Chapter 14
“Are you sure, sir?” my driver asks, holding the keys out to me despite his concerns. He’s more than just a driver, of course, highly trained in many useful arts, although he spends the bulk of his days making my armored Cadillac Escalade perform like a vehicle one-third its size.
But tonight’s work needs to be done . . . alone. It’s a turning point, for me and for Roseboro. The game has been changing slowly, amping up in increments. But tonight begins the final moves. The plans that will ensure that my mark is indelible.
“Quite sure,” I reply, removing my tie. In addition to leaving no witnesses, I will be sure to leave no trace evidence either. Not that anything pointing toward me would be a problem, not in a city where I own the police. “I assume it handles as a normal vehicle?”
The driver dips his chin once, acquiescing to my demands. “Yes, sir. It requires more time for braking and slowing down for sharp turns, but that’s mostly due to its center of gravity, not the security modifications you require.”
I get in, tossing my tie and jacket into the passenger seat before pulling out of the deserted lot. Despite my driver’s warnings, the Cadillac handles like a fond memory of my youth, when cars were truly land ships and a Cadillac was the king of the asphalt seas.
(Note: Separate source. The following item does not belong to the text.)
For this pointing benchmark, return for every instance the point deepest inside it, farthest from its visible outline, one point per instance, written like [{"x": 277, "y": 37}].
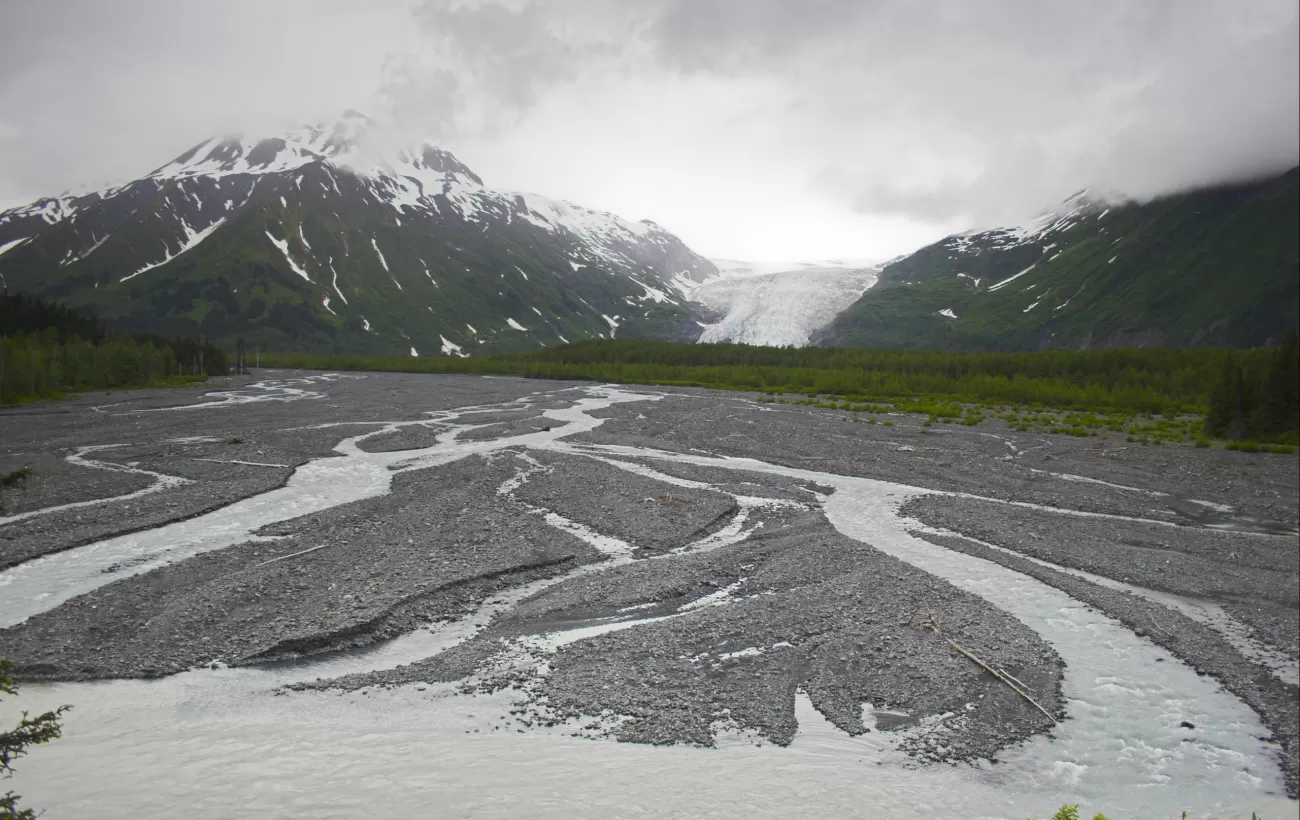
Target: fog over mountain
[{"x": 754, "y": 129}]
Things have changed since then, some for the better and some perhaps not. But my reign at the top of the food chain is one of the best progressions from my younger days.
Approaching the house, I scan the road around me. Everything is quiet, all of suburbia sleeping soundly in their beds, not knowing that hell has come for them.
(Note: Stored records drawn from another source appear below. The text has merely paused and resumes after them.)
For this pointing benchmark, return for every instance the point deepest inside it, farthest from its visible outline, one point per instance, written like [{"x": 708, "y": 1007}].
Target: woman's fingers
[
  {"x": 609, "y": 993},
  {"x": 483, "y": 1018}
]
No, not them all. But one in particular.
I’ve let him live, thinking he might be useful in the future, and though he’s kept his mouth shut as instructed after failing his previous mission as an insider at Goldstone, he’s fallen too far into a black hole to be worth anything to me. Now, instead of a resource, he’s a loose end.
I slip leather gloves on, smooth and soft as butter, as I get out and close the SUV door quietly. Two knocks at the door have shuffled movement sounding from inside the house.
“Patricia?” he slurs out in the false, desperate hope of a truly broken man. The door opens a heartbeat later, and the light in his eyes goes out when he sees me on his doorstep.
He knows why I’m here. I know why I’m here. But still, he tries to dance away.
“Mr. Blackwell, nice to see you.” He lies horribly, the only truth the cheap whiskey on his breath.
I don’t wait for an invitation, stepping inside and closing the door behind me. The house is a mess, a bachelor pad of the worst kind, and I suspect, based on the rank smell in the air, that the garbage hasn’t been taken out in days.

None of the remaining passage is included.